“Pillo, tell me about yourself,” Emanuele Musini, CEO of Boston-based robotics startup Pillo Health, orders.

It’s a bright Monday afternoon, and the three of us—myself, serial entrepreneur Musini and, well, Pillo The Robot—are chatting in a meeting room at WeWork on Melcher Street. Musini and I are sitting around the only wooden table in the room; the topic of our conversation, the $499 healthcare device made by Musini’s startup, is joining us.

The screen of the social robot lights up on cue and Pillo introduces itself in a feminine voice. Its job is to store up to four weeks worth of medications, to alert patients when it’s time to take their pills, and to notify caregivers in case patients forget to comply with their prescriptions.

Like Amazon Echo, Pillo would quietly wait for instructions sitting on a kitchen counter, or somewhere in grandma’s living room.
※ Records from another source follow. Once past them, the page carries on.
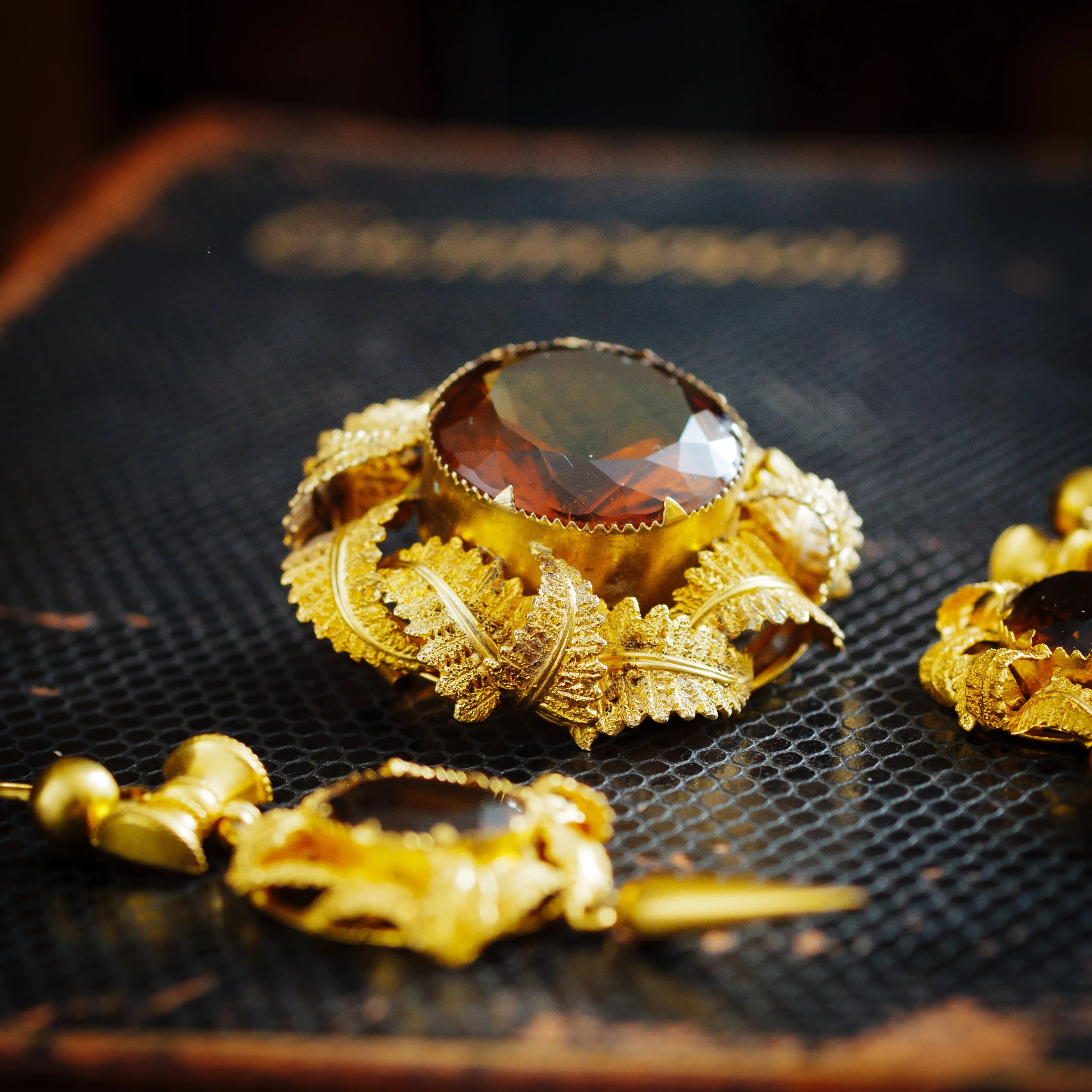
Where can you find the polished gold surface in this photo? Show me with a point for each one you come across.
(1024, 554)
(165, 828)
(567, 621)
(209, 778)
(995, 678)
(448, 894)
(448, 876)
(71, 798)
Like Alexa, Pillo can answer questions by pulling info from the web: I asked the robot, “OK Pillo, how’s the weather today?” and it dutifully informed me on the upcoming temperatures, unimpressed by a storm alert.

Unlike Alexa, Pillo releases pre-loaded pills from a circular dispenser that can store up to 28 doses to a small glass under its screen—only after confirming the patient’s identity thanks to facial recognition software. Making video-calls and having a ready database of 400 videos about healthy habits are also among Pillo’s skills.

Musini told me that he sees Pillo as a solution for medication non-adherence, an umbrella definition for all the reasons why patients don’t take their prescriptions— Approximately30 to 50 percent of U.S. adults, leading to an estimated $100 billion in preventable costs annually. In 2015, Musini’s father was hit by a heart attack as a result of non-adherence; after, Musini couldn’t help but ask himself “What if someone was home with him?”

“Non-adherence kills people,” Musini said. “An alarm [on your phone] can’t be the solution; you need an extra touch.”

Enter Pillo, which constantly monitors the situation on behalf of adults who can’t be home to take care of loved ones all day. Peace of mind aside, Pillo’s alert system, which persistently reaches out to caregivers when necessary, is definitely a step ahead of easy-to-ignore push notifications on patients’ phones. In addition to consumers, Musini also sees a business-to-business use of Pillo, for providers and nursing homes.

“Pillo allows people with chronic conditions to live independently,” Musini said.

Whether or not Pillo is the one-stop solution to non-adherence is yet to be discovered. In some cases, patients don’t take medications for psychological or financial reasons that Pillo can’t address. Yet let’s assume that an Alexa-like pill dispenser significantly improves the problem; in that case, it would take Amazon only a few tweaks to invade the market with a similar device—and Amazon has a longtime interest in the pharmaceutical market, as proved by its acquisition of PillPack last year.

“Alexa now is a smart-speaker,” Musini said. “The market is gigantic. The consumerization of healthcare is nothing but positive… We’re a healthcare robot and want to stay away from what Alexa does.”

Musini, who started Pillo Health in December 2015 in New York City but moved to Boston shortly after, is also well-aware of the story of another smart robot that oddly looks like Pillo and faced competition with Alexa—Jibo, the brainchild of Cynthia Breazeal.

The company validated its idea of a social robot for home with a $3.6 million crowdfunding campaign in 2014 and landed the cover of Time magazine in 2017; after, things didn’t go as planned. The $899 “adorable” and “pretty daft conversationalist” device began shipping with delays, among evidence of layoffs and empty office space, until the company closed its doors.

For Musini, the story of Jibo is a cautionary tale. He declined to discuss “what the company did wrong,” but he pointed out: “We’re playing in healthcare. Our solution dispenses meds; this value is still untapped.”

Pillo’s tag price ($499) is almost half than what Jibo used to cost ($899), but almost three times Amazon Echo ($180). On top of that, Pillo requires a $40 monthly subscription cost for maintenance, Musini said.

Pillo just entered the market. The company counts Stanley Black & Decker among its investors, with total funding around $9 million and, possibly, more coming. Currently, Pillo operates out of WeWork in Boston with a team of eight product and business development managers, plus a team of 25 engineers in Genoa, Italy.